Niesprawne hamulce jednego z wagonów spowodowały pożar wzdłuż torów kolejowych w okolicach Lęborka. Paliły się krzewy i trawa na długości około dwóch kilometrów.
Z ogniem walczyło 16 jednostek straży pożarnej. Mieszkańcy opowiadali naszemu reporterowi, że pożar był bardzo groźny, bo ogień szybko się rozprzestrzeniał i niewiele brakowało by zajął las. – Jak wyjrzałam zza domu to płonęła trawa jak okiem sięgnąć. Szybko zadzwoniliśmy po straż pożarną, opowiadała naszemu reporterowi jedna z mieszkanek.
– Pożar był bardzo groźny, bo jest sucho. Od kilkunastu dni porządnie nie padało. Udało nam się nie dopuścić do tego by ogień przeskoczył tory i zajął las.

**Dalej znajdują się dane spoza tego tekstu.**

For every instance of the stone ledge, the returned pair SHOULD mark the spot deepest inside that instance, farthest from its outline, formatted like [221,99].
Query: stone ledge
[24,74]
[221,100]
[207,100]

Dogaszanie też nie było łatwo, bo żar zajął też torfowisko i trzeba ugasić ogień pod ziemią. Z naszych ustaleń wynika, że najprawdopodobniej pożar spowodował jeden z wagonów pociągu, który również się palił. Ugasiliśmy go, stoi na stacji w Pogorzelicach, mówi kierujący akcją gaśniczą Bogdan Madej ze straży pożarnej w Lęborku.
Pociągi nie jeździły przez kilka godzin. Po godz. 15:00 ruch został przywrócony, ale na odcinku ugaszonego już pożaru składy muszą zwalniać do 30 km/h.